Operator Precedence/Boolean Logic
Lawrence D’Oliveiro
lawrencedo99 at gmail.com
Wed Jun 22 03:42:10 EDT 2016
On Wednesday, June 22, 2016 at 3:40:22 PM UTC+12, Elizabeth Weiss wrote:
> I am a little confused as to how this is False:
>
> False==(False or True)
>
> I would think it is True because False==False is true.
>
> I think the parenthesis are confusing me.

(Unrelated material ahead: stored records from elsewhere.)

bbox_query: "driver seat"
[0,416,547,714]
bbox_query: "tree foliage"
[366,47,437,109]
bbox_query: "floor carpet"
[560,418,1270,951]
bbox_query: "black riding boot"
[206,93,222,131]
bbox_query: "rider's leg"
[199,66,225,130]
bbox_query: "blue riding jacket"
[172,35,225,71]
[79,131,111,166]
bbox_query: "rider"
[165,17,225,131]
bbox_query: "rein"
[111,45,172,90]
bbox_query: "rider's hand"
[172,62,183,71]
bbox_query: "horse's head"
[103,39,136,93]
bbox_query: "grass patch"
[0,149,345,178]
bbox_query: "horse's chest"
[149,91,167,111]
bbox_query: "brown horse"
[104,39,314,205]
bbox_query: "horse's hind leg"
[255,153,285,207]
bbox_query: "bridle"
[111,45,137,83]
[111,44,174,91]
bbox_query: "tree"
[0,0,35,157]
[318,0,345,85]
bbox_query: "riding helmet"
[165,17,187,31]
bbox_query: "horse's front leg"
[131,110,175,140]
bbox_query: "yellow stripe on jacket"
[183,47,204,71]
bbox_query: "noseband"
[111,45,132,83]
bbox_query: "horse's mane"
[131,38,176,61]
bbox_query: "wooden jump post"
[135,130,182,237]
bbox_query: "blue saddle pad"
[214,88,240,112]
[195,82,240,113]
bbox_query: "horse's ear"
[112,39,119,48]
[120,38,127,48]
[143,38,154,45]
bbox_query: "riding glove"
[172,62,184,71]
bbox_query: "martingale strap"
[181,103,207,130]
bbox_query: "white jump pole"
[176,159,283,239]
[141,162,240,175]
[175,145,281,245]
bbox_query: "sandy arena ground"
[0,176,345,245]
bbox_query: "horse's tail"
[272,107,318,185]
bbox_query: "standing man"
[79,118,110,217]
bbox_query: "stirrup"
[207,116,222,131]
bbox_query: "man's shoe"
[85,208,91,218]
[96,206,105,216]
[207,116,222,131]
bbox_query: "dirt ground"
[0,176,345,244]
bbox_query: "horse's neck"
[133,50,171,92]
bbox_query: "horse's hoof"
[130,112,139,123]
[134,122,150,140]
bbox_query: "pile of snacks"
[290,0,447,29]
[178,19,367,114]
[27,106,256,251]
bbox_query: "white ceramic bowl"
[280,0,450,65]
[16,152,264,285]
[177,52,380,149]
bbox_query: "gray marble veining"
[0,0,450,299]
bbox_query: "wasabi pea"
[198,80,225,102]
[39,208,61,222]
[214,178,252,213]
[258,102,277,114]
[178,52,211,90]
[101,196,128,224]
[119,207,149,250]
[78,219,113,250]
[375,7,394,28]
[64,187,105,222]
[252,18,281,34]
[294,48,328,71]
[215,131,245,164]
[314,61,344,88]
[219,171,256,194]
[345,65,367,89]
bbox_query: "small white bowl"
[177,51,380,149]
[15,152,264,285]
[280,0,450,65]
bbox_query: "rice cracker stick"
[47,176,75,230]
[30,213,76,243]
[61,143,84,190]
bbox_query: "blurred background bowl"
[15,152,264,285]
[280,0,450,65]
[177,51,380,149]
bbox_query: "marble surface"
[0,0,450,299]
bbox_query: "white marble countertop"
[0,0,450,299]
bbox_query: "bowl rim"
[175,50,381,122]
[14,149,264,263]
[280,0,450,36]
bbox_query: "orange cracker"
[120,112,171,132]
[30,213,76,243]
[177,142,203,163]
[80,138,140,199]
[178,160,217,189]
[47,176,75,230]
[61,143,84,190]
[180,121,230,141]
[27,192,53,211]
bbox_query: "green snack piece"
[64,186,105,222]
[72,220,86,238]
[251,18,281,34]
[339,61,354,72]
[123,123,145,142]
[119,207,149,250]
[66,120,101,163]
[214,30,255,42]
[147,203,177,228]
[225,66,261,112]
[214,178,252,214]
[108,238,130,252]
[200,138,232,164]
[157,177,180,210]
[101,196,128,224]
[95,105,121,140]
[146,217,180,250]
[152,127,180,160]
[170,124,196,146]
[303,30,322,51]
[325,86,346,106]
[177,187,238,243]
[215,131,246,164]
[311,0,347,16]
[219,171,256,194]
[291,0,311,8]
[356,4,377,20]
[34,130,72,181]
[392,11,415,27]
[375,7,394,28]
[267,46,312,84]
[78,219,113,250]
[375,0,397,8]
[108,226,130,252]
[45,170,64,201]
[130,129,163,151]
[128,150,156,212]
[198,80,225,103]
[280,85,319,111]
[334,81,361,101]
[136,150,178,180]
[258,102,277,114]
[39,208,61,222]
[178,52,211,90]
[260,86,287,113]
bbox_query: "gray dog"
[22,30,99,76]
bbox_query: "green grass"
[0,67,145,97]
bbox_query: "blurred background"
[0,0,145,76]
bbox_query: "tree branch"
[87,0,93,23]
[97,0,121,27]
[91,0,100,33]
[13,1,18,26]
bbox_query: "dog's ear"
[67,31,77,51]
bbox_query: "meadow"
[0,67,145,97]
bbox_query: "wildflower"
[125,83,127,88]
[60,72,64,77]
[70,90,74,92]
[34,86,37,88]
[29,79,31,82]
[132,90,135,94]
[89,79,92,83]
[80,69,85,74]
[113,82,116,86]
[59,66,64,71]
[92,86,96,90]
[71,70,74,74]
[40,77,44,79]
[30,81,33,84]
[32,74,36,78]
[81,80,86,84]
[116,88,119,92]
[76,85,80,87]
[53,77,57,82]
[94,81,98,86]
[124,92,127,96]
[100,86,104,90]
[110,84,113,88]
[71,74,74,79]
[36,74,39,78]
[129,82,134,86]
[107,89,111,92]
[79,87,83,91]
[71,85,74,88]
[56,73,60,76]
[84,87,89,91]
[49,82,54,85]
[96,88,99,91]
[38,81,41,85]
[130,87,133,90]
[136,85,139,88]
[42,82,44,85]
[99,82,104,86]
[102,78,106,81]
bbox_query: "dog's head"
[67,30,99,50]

No, it is the meanings of the boolean operators in Python. The rules are:
* boolean operators don’t have to operate on boolean values. The language spec <https://docs.python.org/3/reference/expressions.html#boolean-operations> says:
“...the following values are interpreted as false: False, None, numeric
zero of all types, and empty strings and containers (including strings,
tuples, lists, dictionaries, sets and frozensets). All other values are
interpreted as true.”
I feel that’s a needlessly complicated rule. It would have been simpler if boolean operators (and conditional expressions like in if-statements and while-statements) only allowed values of boolean types. But that’s one of the few warts in the design of Python...
* the meaning of “A or B” is: “return A if it evaluates to true, else return B”. Correspondingly, the meaning of “A and B” is: “return A if it evaluates to false, else return B”.
Does that give you enough clues to understand what is going on?